Modulating poststroke inflammatory mechanisms: Novel aspects of mesenchymal stem cells, extracellular vesicles and microglia

Figure 1 Signaling pathways describing the process of polarization of the M2 phenotype. Damaged neurons induced by ischemic stroke activate resting microglia by producing damage-associated molecular pattern molecules. M1 phenotype microglia participate in the proinflammatory tissue response, whereas M2 microglia produce antiinflammatory substances. DAMPs: Damage-associated molecular pattern molecules; PPAR: Peroxisome proliferator-activated receptor; CREB: c-AMP response element binding protein; NF-κB: Nuclear factor-κB; YM1: Chitinase-3 Like protein; CD: Cluster of differentiation; STAT: Signal transducer and activator of transcription; ROS: Reactive oxygen species; Arg-1: Arginase-1; TNF: Tumor necrosis factor; iNOS: Inducible nitric oxide synthase; TLR: Toll-like receptor; IGF-1: Insulin-like growth factor-1; IL: Interleukin; IFN: Interferon; FIZZI: Found in inflammatory zone 1; TGF: Transforming growth factors; MAPK: Mitogen-activated protein kinase.

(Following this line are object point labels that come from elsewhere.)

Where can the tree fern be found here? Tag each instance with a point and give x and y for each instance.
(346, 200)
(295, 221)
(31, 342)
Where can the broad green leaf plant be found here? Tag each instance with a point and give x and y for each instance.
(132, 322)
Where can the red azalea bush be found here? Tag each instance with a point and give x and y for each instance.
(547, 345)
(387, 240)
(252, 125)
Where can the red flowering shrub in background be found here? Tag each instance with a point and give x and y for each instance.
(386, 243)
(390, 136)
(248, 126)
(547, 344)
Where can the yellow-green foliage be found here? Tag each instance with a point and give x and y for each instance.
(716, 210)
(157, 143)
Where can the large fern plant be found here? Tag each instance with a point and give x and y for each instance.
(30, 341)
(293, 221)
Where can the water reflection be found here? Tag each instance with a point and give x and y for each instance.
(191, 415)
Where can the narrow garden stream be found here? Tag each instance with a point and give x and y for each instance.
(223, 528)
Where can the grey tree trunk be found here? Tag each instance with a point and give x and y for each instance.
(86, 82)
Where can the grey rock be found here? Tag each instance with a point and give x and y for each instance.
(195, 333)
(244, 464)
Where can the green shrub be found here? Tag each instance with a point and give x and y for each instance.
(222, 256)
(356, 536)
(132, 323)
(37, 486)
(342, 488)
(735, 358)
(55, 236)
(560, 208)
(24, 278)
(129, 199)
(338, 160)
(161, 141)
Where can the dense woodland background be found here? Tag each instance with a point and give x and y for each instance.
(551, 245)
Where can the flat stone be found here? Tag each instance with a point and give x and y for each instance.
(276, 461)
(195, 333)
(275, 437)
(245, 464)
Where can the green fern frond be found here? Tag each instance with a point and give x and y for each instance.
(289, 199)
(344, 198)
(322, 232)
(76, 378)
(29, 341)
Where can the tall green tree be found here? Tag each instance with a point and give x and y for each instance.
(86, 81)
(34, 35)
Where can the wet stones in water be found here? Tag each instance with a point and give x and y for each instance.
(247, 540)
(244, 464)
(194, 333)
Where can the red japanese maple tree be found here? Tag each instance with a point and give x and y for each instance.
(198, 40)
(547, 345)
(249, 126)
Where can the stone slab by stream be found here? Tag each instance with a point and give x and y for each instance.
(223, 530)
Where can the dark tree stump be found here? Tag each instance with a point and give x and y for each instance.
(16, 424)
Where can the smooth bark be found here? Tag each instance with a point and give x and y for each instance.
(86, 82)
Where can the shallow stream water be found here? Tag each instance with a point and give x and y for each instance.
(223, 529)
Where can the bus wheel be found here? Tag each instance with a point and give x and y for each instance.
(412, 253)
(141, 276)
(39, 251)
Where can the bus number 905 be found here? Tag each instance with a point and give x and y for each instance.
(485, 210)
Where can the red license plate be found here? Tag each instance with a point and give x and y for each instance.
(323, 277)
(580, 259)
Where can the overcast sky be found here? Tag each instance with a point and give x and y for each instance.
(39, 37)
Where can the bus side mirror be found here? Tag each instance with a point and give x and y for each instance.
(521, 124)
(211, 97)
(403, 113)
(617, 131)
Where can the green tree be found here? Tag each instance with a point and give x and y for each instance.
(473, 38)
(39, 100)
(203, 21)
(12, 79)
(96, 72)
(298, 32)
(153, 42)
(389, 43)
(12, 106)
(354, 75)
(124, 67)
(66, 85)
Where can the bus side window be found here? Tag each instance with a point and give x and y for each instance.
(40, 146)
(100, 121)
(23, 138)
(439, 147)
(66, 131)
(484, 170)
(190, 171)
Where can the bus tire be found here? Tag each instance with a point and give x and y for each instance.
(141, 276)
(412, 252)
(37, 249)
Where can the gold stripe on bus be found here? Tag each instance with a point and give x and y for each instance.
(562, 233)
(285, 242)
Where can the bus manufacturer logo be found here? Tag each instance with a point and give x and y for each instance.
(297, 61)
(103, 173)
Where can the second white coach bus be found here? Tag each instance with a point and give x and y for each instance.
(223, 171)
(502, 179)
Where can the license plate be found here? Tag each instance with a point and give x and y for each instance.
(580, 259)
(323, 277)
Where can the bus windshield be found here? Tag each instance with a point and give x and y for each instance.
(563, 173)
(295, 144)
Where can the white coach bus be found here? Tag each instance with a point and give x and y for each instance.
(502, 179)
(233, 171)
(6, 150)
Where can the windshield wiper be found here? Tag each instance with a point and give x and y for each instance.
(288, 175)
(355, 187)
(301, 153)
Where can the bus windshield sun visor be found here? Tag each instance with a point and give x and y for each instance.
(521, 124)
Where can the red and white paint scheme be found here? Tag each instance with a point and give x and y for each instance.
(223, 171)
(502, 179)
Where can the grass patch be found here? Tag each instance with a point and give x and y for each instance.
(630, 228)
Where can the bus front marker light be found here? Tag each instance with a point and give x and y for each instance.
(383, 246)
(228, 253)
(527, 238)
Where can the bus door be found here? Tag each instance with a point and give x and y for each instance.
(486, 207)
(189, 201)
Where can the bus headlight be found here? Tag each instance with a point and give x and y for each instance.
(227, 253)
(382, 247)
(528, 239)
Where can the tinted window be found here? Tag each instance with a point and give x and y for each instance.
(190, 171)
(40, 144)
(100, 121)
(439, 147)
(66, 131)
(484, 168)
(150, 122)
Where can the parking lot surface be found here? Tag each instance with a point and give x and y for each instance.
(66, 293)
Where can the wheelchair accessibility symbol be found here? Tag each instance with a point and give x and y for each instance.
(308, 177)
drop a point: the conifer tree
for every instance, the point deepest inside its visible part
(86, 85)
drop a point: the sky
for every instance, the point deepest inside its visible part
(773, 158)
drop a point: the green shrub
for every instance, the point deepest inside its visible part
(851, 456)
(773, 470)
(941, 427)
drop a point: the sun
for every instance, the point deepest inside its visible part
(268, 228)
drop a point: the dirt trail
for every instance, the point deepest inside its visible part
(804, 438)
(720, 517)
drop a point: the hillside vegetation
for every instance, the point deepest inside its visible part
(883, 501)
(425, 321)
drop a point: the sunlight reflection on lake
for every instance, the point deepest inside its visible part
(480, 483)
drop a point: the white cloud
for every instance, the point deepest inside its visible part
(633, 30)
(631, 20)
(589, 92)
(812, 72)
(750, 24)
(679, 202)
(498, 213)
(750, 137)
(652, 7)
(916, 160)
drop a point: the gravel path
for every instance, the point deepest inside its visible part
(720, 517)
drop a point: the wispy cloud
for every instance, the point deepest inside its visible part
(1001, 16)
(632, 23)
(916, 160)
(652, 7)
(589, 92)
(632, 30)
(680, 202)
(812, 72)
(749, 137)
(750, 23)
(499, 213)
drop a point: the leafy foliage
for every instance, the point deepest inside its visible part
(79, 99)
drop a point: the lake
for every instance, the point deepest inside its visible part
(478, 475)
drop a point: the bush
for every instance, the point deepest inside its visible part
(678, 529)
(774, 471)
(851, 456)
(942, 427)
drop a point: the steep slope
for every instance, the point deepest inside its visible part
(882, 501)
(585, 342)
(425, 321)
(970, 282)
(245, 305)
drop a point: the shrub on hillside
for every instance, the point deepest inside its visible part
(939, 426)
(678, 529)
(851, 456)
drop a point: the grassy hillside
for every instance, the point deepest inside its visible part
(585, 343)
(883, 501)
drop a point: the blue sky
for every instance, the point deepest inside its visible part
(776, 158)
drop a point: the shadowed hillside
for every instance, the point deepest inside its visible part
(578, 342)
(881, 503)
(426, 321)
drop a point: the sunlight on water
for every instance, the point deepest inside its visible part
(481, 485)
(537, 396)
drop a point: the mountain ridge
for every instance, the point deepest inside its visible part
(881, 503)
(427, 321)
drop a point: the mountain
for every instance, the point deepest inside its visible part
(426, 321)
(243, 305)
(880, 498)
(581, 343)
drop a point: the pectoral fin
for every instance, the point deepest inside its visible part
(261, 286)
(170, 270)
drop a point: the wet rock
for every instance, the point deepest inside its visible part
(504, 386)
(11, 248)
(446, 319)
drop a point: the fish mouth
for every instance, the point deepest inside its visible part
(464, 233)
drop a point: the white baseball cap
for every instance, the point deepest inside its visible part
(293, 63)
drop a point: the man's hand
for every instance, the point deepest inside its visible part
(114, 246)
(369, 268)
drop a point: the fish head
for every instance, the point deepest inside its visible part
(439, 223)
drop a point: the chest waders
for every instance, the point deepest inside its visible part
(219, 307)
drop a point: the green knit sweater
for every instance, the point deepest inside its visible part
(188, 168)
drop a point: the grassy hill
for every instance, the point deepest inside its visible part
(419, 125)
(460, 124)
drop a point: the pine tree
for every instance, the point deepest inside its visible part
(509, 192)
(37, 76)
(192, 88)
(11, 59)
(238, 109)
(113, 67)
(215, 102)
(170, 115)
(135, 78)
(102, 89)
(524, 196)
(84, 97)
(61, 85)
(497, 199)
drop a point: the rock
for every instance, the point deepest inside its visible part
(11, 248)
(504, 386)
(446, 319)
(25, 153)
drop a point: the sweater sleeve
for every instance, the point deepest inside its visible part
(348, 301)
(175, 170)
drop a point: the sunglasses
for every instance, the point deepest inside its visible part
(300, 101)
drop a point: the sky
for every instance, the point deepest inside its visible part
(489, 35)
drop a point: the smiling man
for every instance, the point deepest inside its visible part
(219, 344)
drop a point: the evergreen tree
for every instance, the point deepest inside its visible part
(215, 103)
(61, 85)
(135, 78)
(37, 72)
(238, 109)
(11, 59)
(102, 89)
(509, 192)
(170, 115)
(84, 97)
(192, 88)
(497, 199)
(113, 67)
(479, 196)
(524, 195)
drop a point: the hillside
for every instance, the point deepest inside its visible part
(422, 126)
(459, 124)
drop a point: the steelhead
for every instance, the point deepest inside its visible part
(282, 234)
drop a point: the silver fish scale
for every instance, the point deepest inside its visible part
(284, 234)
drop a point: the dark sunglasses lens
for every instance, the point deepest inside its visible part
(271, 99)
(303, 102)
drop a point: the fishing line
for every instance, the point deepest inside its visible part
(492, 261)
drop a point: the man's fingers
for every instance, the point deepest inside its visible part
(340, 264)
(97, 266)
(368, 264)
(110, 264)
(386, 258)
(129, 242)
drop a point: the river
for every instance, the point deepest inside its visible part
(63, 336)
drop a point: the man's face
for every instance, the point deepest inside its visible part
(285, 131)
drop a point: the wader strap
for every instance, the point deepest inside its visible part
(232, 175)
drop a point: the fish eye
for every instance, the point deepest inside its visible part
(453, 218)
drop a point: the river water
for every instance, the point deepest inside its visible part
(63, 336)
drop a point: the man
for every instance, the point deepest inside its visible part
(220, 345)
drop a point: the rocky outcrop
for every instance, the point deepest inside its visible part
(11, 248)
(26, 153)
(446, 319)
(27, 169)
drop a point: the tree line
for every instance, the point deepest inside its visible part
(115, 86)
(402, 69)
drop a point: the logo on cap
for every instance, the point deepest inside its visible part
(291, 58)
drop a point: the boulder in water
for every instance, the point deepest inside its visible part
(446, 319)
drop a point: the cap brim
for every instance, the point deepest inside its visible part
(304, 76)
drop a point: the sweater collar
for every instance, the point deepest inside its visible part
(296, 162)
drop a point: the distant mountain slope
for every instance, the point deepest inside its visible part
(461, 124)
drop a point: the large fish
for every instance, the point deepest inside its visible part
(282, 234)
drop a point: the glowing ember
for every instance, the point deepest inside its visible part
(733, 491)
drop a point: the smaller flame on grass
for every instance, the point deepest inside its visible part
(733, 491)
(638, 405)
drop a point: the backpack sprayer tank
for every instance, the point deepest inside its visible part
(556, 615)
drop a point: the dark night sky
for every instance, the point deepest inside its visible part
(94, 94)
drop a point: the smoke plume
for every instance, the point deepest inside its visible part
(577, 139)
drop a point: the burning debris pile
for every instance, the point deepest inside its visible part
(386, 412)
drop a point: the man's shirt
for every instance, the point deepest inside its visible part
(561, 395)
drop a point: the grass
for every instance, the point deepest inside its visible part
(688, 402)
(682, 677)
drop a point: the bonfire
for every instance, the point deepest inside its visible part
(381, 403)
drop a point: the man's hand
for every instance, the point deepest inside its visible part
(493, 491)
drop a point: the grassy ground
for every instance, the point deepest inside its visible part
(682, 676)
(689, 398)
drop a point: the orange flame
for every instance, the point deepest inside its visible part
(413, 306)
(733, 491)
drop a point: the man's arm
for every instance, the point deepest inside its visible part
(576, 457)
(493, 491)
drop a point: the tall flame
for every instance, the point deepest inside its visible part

Figure 2 An overview as to how mesenchymal stem cells promote neurogenesis and neurological recovery. Mesenchymal stem cells (MSCs) are isolated and identified from various tissue sources. These MSCs produce different angiogenic and neurotrophic factors by paracrine mechanisms in order to act on astrocytes, microglia, oligodendrocytes, and angiogenesis, promoting neurological recovery and neurogenesis. IGF-1: Insulin-like growth factor 1; BDNF: Brain-derived neurotrophic factors; VEGF: Vascular endothelial growth factors; HGF: Hepatocyte growth factor; NAP-2: Neutrophil activating protein 2; PDGF: Platelet-derived growth factor; Ang-1: Angiopoietin-1; MSC: Mesenchymal stem cell.